Elisabetta diz que o aprofundamento dramático do problema da fome e suas consequências a partir da pandemia já se anunciavam em 2016, com o golpe que tirou Dilma Rousseff do poder, e foram explicitadas em janeiro de 2019 com as ações de Bolsonaro.
“A partir de 2019 não houve reconhecimento de que a falta de acesso a uma alimentação saudável, a falta de renda e de condições mínimas de vida digna eram problemas estruturais da sociedade e do país”, destacou ela.
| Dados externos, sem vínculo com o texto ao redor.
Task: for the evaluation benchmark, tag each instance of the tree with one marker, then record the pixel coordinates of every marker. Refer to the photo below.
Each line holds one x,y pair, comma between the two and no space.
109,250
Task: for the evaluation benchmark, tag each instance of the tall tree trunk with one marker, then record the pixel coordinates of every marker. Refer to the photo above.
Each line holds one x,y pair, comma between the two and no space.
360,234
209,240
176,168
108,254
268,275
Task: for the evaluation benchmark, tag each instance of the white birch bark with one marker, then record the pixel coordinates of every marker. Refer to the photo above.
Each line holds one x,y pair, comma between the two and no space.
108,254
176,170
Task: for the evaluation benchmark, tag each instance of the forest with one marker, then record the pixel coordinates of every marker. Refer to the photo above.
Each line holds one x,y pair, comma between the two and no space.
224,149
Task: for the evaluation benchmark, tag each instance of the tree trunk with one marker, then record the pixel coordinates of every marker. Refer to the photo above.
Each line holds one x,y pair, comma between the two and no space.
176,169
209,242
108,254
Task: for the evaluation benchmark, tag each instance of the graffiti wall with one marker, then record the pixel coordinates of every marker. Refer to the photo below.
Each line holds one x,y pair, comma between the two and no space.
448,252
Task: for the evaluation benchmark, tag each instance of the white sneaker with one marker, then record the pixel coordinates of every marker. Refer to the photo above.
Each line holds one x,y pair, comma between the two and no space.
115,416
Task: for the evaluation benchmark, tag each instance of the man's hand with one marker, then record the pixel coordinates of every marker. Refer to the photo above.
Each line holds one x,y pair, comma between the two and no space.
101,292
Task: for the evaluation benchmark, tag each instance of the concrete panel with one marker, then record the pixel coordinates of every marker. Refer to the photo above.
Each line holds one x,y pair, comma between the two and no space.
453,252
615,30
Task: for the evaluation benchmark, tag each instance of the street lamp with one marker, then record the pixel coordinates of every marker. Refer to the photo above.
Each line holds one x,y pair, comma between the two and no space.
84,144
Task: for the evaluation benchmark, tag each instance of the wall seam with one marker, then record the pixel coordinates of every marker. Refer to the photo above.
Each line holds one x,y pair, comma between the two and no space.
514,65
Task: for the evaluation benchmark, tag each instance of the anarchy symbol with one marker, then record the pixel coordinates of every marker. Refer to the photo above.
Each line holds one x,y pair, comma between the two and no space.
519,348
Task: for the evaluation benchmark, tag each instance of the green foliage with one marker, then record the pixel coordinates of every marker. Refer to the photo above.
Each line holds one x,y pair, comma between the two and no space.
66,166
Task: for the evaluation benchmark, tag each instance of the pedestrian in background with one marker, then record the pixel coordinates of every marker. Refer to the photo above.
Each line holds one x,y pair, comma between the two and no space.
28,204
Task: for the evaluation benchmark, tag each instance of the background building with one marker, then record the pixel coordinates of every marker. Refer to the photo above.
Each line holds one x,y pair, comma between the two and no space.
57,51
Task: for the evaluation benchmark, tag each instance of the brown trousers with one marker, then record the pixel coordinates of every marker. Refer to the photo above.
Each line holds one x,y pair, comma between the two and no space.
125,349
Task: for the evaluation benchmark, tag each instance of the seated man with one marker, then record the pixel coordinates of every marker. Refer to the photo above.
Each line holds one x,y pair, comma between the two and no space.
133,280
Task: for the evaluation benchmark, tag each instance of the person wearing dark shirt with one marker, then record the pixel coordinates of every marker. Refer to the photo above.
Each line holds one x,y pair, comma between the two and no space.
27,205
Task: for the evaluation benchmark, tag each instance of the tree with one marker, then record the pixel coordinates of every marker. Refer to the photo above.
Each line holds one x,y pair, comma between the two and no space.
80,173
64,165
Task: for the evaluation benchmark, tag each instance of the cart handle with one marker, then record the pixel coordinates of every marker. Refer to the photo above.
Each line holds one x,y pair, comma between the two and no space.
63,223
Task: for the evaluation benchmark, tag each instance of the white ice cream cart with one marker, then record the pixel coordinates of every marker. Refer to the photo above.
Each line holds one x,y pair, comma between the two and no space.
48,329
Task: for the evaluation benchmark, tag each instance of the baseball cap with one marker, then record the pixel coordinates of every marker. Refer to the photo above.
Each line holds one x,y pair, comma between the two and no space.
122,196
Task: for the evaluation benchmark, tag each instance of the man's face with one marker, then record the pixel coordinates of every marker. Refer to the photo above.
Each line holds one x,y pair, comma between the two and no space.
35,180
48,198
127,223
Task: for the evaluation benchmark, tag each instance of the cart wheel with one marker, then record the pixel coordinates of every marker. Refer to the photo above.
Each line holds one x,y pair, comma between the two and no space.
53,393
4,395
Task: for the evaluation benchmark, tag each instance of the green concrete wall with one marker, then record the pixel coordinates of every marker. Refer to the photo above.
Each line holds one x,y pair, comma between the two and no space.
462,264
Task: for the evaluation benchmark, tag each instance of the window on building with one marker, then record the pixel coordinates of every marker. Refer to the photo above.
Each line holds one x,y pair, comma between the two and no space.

Elisabetta acrescentou que o tema deixou de ser uma agenda no Brasil, por vários motivos. “Concepção e modelo do que deve ser o nosso país. E isso gera um processo em cascata de desestruturação de todas as políticas públicas que estavam sendo construídas”, explica, acrescentando que a intersetorialidade no debate da fome e alimentação saudável, com adoção de políticas transversais e articuladas, é importante porque a fome é a ponta de um iceberg. “Não conseguir garantir o mínimo, o básico fundamental para a sobrevivência, que é a alimentação, demonstra que todas as demais condições e necessidades estão comprometidas: educação, moradia, trabalho, assistência social e outros.”
Tereza Campello, que foi ministra do Desenvolvimento Social de 2011 a 2016, diz que as ações do governo Bolsonaro desarticularam uma rede bem-sucedida que atuava na transversalidade que a gestão da segurança alimentar demanda. “É uma rede que, se não for orquestrada e conduzida para um mesmo sentido, atua de forma completamente esquizofrênica”, disse.